都内の寺に古い石の橋があるという。「案内板もないため知られざる橋となっている」という一節だ。

「護国寺から」シリーズは神社における橋の位置付けを追い、日本人にとって、橋は単に向こう側へ渡る道具ではなく、深い精神性が込められていたことをつづって来た。

それだけに、この一節を目にして、神道と違って仏教は橋に冷たいな、三途の川を渡るには橋が必要ではないかと、いきり立ったのである。

現地を後日訪れると、案内板があったので、ほっとした。「石橋(しゃっきょう)」と題し、現存する都内最古の橋とされること、参詣のための神橋だったこと等が書かれていた。

橋長3m強、幅員2m強。石の古びた味わいがなんとも言えない。今はもう人が渡れないようにしてあるが、かつては多くの人がこの橋の上を通ったのだろう。床版がすり減っている。
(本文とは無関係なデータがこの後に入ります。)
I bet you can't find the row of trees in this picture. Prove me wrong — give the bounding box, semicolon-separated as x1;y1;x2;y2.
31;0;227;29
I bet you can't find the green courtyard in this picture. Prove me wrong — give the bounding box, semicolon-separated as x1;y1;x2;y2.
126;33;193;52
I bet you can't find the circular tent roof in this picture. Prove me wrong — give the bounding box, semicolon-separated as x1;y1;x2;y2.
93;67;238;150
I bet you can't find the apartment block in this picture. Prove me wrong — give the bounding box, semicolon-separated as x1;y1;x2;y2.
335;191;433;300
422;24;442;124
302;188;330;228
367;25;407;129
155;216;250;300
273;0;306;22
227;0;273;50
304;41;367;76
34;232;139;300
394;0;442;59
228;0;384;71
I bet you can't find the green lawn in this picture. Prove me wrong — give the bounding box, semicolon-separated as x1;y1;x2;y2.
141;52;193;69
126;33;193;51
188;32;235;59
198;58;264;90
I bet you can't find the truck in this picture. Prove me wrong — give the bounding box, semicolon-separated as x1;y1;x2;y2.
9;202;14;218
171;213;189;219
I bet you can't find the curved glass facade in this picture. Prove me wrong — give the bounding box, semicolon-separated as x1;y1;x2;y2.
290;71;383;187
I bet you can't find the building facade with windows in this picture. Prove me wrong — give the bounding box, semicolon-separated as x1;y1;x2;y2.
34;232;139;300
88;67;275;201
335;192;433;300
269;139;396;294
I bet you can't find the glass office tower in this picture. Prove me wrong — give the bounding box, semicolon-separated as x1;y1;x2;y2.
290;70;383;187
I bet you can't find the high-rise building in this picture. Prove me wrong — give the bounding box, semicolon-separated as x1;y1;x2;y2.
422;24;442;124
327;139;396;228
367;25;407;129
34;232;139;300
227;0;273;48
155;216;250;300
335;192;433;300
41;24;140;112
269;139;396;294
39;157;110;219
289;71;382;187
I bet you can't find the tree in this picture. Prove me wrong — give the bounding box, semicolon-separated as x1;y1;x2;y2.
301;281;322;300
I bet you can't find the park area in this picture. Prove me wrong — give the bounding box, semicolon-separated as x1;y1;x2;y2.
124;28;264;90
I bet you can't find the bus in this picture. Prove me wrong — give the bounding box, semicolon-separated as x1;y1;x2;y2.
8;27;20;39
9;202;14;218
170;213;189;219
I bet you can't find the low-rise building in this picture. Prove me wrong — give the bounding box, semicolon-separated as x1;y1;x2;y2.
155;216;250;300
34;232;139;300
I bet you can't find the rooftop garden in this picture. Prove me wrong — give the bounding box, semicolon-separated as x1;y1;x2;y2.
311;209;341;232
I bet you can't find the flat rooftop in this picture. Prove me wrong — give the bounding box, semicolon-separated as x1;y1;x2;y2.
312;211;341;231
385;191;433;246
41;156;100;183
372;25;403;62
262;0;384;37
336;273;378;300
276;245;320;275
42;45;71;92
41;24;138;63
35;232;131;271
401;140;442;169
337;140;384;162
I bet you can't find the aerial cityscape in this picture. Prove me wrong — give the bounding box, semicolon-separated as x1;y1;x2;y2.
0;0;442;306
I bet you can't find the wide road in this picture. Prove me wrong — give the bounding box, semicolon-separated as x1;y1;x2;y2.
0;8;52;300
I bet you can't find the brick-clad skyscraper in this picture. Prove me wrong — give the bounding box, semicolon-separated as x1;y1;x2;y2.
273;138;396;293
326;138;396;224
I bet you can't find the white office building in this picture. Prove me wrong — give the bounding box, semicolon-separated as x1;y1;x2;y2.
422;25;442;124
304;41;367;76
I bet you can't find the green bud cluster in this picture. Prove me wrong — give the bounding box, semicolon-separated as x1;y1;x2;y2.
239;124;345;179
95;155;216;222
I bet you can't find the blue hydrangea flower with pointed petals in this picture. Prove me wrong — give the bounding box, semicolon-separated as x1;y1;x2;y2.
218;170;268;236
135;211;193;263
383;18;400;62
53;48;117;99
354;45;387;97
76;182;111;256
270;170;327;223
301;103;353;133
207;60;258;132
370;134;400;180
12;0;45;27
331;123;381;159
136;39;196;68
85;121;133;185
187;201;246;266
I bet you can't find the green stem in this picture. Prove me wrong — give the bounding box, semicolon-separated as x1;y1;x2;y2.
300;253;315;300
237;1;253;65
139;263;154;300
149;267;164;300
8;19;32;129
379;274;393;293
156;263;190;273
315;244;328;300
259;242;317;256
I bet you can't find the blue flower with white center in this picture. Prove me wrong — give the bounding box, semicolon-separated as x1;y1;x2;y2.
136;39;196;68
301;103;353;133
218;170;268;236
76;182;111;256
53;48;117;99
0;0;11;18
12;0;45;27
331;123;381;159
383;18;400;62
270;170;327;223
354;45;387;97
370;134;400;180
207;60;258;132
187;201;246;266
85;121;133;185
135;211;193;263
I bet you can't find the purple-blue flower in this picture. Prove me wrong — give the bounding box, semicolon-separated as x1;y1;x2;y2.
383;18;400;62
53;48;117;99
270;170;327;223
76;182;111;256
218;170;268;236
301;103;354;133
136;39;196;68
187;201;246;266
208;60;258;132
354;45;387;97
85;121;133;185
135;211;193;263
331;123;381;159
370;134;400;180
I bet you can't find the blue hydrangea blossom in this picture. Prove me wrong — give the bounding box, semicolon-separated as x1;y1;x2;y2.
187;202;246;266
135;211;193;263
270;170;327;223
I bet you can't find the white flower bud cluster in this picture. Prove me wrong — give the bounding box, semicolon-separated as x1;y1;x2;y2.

今は通れないから、石橋をじっくり見る場所は、近くの通路に架かる橋辺りがよろしい。他の参拝者も立ち止まるから、やはり古い石橋は人の心を引き付けるのだ。

いきり立つ必要もなかったと安心していたら、違った。

橋が架かる池にはきれいなコイがたくさん泳いでいる。参拝者は皆、石橋でなく、そのコイに見入っていたのだ。「コイにエサをあげないで」との看板も出ている。逆に言えば、エサをあげる人がいるから、注意の看板を掲げているのだろう。

その点では残念ながら、石橋はコイに人気を奪われた「知られざる橋」になっていたのである。